É uma convergência que só pode decepcionar um eleitorado pobre e miserável, sem emprego, sem perspectiva de Natal algum, e que é a maioria.
A convergência no sentido do recebimento de bónus de qualquer espécie é a mesma que justifica Lexus para os deputados ou que se gaste uma verdadeira fortuna na construção e manutenção daquele gigante que é a Assembleia ou em "melhorar" os aposentos da presidência, com cadeirões de couro gigantes, que só apequenam a entidade que lá se senta. Isto quando a prioridade devia ter sido sempre o investimento nas pessoas para termos um país melhor para todos.
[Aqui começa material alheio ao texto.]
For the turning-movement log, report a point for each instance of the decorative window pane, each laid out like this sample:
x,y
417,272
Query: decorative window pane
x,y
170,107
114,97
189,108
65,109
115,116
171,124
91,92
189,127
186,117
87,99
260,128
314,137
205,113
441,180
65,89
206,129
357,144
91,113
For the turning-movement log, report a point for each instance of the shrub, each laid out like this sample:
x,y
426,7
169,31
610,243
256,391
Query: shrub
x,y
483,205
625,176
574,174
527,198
Os governantes e os representantes do povo, em geral, deviam de facto representar a maioria em vez de se colocarem acima dela como prioridade e de aprovarem para si mesmos luxos e benesses que a maioria que representam não tem.
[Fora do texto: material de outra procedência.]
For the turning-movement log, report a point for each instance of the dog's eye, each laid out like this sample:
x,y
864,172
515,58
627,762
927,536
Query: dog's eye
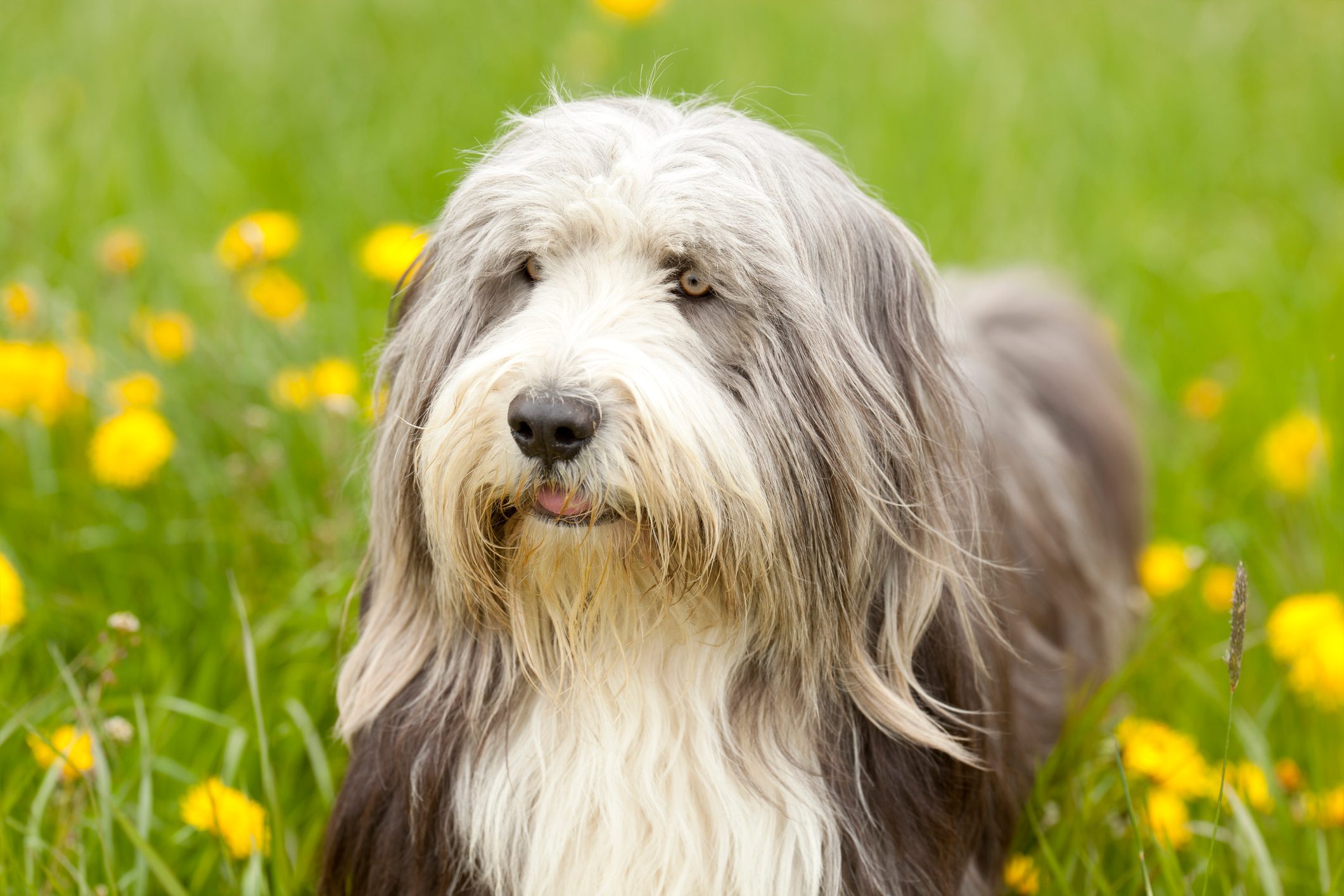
x,y
694,284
E isto não é populismo, nem ideologia comunista porque quem gosta de luxo deve trabalhar para o ter sim, mas no privado e não a partir de dividendos de um Estado com uma população que deixa morrer à fome duas crianças com menos de cinco anos a cada hora, 46 crianças mortas todos os dias. Num estado assim, os políticos devem representar a maioria e ter direito da parte do Estado ao mesmo estatuto que essa maioria, porque o que deve ser preocupação do Estado devem ser os hospitais, as escolas e o garante de que a maioria tem condições básicas de sobrevivência, antes dos bónus dos seus representantes. Isso não seria populismo, mas um Estado ao serviço da equidade.
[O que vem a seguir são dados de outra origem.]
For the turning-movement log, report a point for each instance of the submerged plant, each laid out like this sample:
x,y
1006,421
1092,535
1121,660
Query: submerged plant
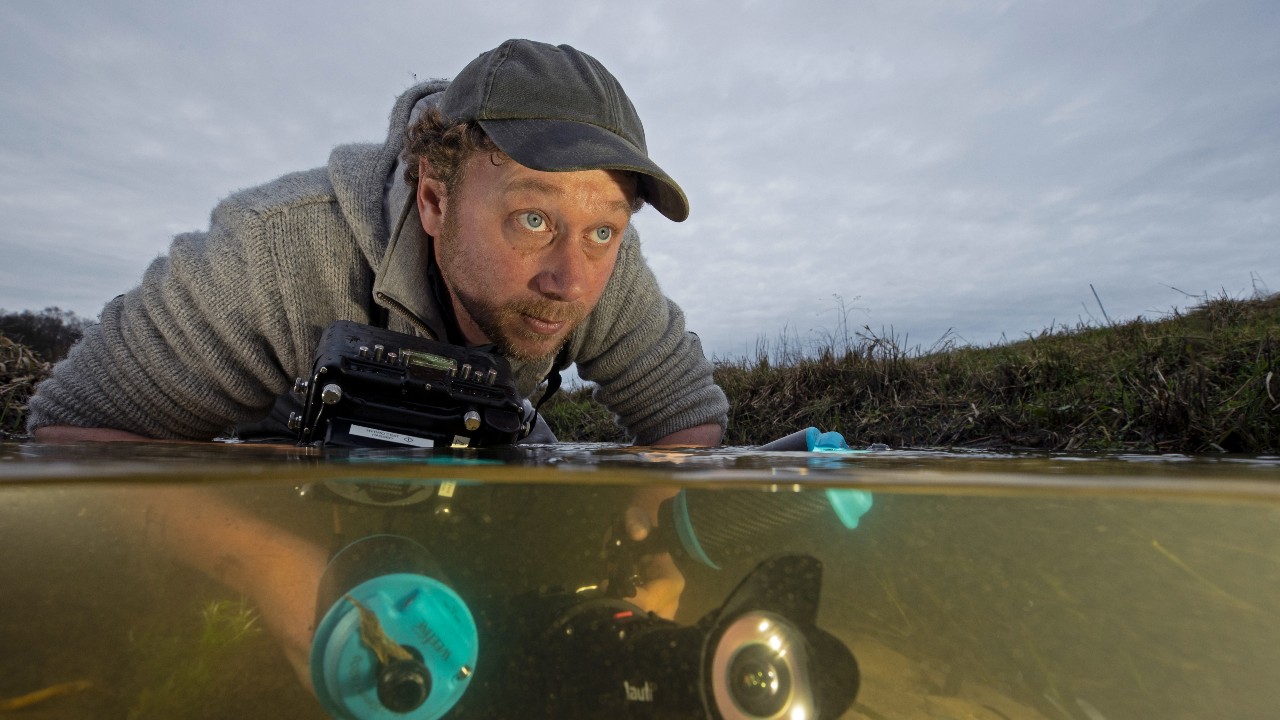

A propósito de equidade, na Inglaterra, a crise está a servir para rever algumas lógicas com lições importantes sobre a diminuição da desigualdade. Na semana que passou um relatório da renomada London School of Economics voltou a reforçar a ideia de um imposto pontual sobre a riqueza como uma solução melhor do que impostos generalizados que arrefecem o consumo, que nesta altura para reanimar a economia é instrumental. No Financial Times, Martin Wolf, afirmava que a doutrina que guiou economistas e corporativistas durante os últimos 50 anos e que ditava que a única responsabilidade social do negócio é o aumento dos lucros (Milton Friedman) estava errada. Um imposto aos ricos nunca seria bem visto numa sociedade capitalista, no entanto, até nas mais desenvolvidas, em cenário de crise profunda, os pressupostos estão a ser postos em causa. Por aqui, seria boa ideia o Estado reavaliar seriamente a dívida interna, não com as empresas fornecedoras com que acumula dívidas proibitivas, mas com a banca, por exemplo, que, indiferente às sucessivas crises, consegue sempre distribuir dividendos e obter lucros apesar de não ceder quase crédito nenhum. Reavaliar, de modo a que os dividendos possam ser canalizados para programas de microcrédito e créditos a pequenas e médias empresas, que forcem a banca a fazer circular o dinheiro para a economia envolvendo os mais pobres e incentivando a criação de postos de trabalho. Neste momento, são precisas medidas drásticas e com benefícios directos para os mais vulneráveis, não é altura para bónus de Natal.